An insight into a career in nursing from our gesh nurses

This International Nurses Day, meet some of the nurses working across our hospitals...


Marco, Renal Nurse at Epsom and St Helier University Hospital Trust

Tell us a bit about yourself?

I'm an Italian nurse who arrived in UK in June 2017. I started working at Epsom and St Helier University Hospital Trust as Renal Staff Nurse in March 2021, so I’ve now been employed at the Trust for more than 2 years.

What does your day-to-day look like?

My typical day on the Renal B6 ward as Band 5 nurse starts at 7.30 am and finishes at 8 pm, during this time I do all the typical nursing tasks which includes medication, dressings, and generally taking care of my patients physically but more importantly mentally and spiritually.

What made you want to become a nurse?

To explain what made me want to become a nurse, I’ll go back to what I meant by looking after patients mentally and spiritually. I've always liked to help and be available for others, so when I decided to take this pathway, it felt very natural even with the thousands of obstacles that I had to overcome. My idea of nursing is not only to treat the patients and do my job passively, but to actually try to make a difference while they are in my care. My best way to do that is to try to make them feel like they’re not in a hospital, by making them laugh and smile, and trying to let them forget they are actually sick, maintaining high professionalism standards at all times of course.

What do you like most about being a nurse?

What I like most about my profession is when patients or relatives see and recognise your effort to make their stay "lighter" and more enjoyable, that is an unparalleled moment that erases any negativity or tiredness accumulated during the day and helps you keep going!


Miriam, Managerial Nurse for the Renal Day Unit and Procedure Room

What’s your role and what does a typical day look like for you?

A typical day as a nurse can vary. For instance, working in RDU and Procedure Room I am responsible for providing pre and post theatre care for patients going under Local Anesthetic, Reginal Block anesthesi and Genaral Anaesthetic  surgery for Creation of the access for dialysis Graft or AV fistula.  My day involves a mix of IV administration such as Cyclophosphamide, Rituximab, Tocilizumab Infliximab infusions, antibiotics, blood transfusion iv magnesium and iv calcium. We also receive patient for blood and reviews. I also help getting the patients ready before undergoing the day case procedures such as transplant and native biopsy, HD and PD Lines insertions and removal.

Some of the typical tasks as a nurse in Procedure Room include assisting the Renal Consultant with all the procedures taking vital signs, administering medication, assessing patient conditions, dressing wounds. I also provide emotional support and education to patients and their families, especially during difficult times. Additionally, I am responsible for documenting patient information accurately and updating patient records regularly. I always develop a trustworthy relationship with the patients and their families assisting them not only physically but also emotionally and improving their lives.

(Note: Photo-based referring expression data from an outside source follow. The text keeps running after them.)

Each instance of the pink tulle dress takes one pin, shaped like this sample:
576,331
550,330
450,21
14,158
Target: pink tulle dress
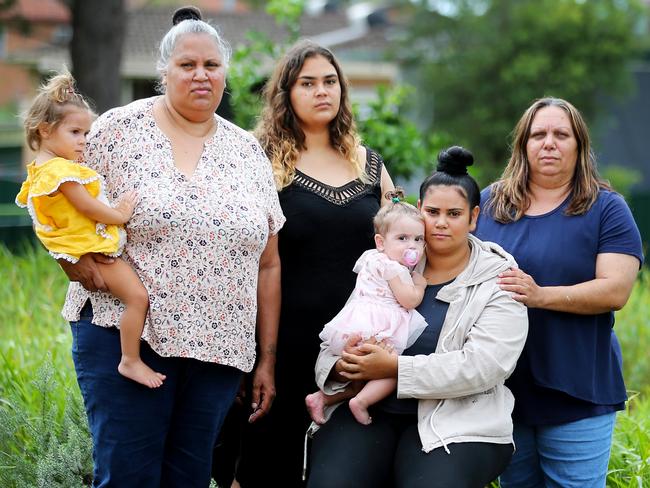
372,310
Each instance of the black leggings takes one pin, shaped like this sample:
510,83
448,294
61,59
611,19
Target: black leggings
388,453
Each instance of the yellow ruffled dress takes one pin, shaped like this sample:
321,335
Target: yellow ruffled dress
63,230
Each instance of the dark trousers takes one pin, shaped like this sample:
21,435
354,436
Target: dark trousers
388,453
142,437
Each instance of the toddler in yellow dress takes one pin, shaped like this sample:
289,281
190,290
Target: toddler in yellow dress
71,215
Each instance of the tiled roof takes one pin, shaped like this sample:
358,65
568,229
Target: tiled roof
147,25
38,11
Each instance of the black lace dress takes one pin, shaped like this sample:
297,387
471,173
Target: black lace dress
326,231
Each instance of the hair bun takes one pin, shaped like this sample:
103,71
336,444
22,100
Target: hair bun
186,13
454,160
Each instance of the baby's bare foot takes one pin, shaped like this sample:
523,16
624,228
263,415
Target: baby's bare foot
316,407
136,370
360,411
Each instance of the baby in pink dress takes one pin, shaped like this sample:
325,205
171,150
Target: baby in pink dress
381,306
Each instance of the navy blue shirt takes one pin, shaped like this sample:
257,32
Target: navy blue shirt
571,366
434,312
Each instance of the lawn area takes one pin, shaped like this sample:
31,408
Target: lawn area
43,435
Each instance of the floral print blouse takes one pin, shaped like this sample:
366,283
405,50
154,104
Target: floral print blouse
194,241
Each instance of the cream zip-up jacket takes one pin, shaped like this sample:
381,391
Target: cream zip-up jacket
461,391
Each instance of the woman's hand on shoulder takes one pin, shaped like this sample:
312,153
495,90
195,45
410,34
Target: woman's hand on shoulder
86,272
523,287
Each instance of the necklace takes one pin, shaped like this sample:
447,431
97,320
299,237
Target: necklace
193,129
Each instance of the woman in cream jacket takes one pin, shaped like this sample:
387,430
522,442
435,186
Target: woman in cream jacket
449,423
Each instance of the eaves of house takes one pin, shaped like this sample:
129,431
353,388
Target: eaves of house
360,47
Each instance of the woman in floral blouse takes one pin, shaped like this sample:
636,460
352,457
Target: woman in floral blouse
203,240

While it can be a demanding profession, being a nurse is also incredibly fulfilling as it involves making a positive impact on the lives of others. It is a fast-paced and challenging profession, but also rewarding and fulfilling.

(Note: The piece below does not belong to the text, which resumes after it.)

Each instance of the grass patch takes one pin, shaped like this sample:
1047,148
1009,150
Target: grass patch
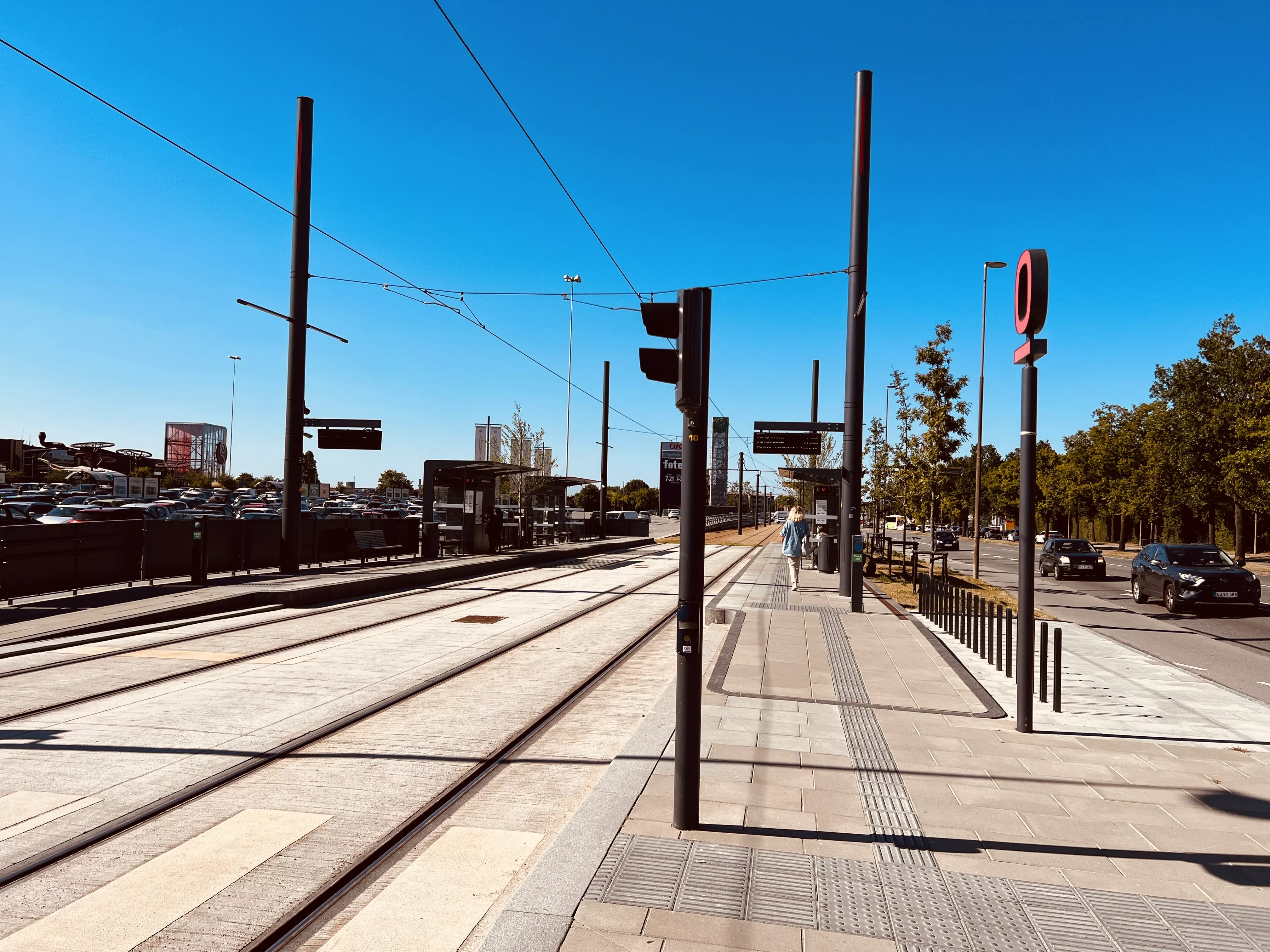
902,591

How long have you worked for Epsom and St Helier?

I joined St Helier hospital in September 2008 after my Nursing Degree at Kingston University. I have been working in Renal Unit for the past 14 years and have worked in all the 3 wards, Croydon HD Satellite PD and Acute HD.

What made you decide to pursue a career in nursing?

Nursing is a job I love and I decided to become a nurse because of my desire to help others and make a positive impact on their lives. I am passionate about providing compassionate care and assisting people during their times of need. Nursing is a challenging profession that requires a combination of critical thinking, problem-solving skills, and empathy. I am inspired by the courage and resilience of patients and their families, and I feel privileged to be part of their journey towards healing and recovery. Being a Renal Nurse is not just a job for me, it is a calling, and I am grateful for the opportunity to serve my Trust through this profession.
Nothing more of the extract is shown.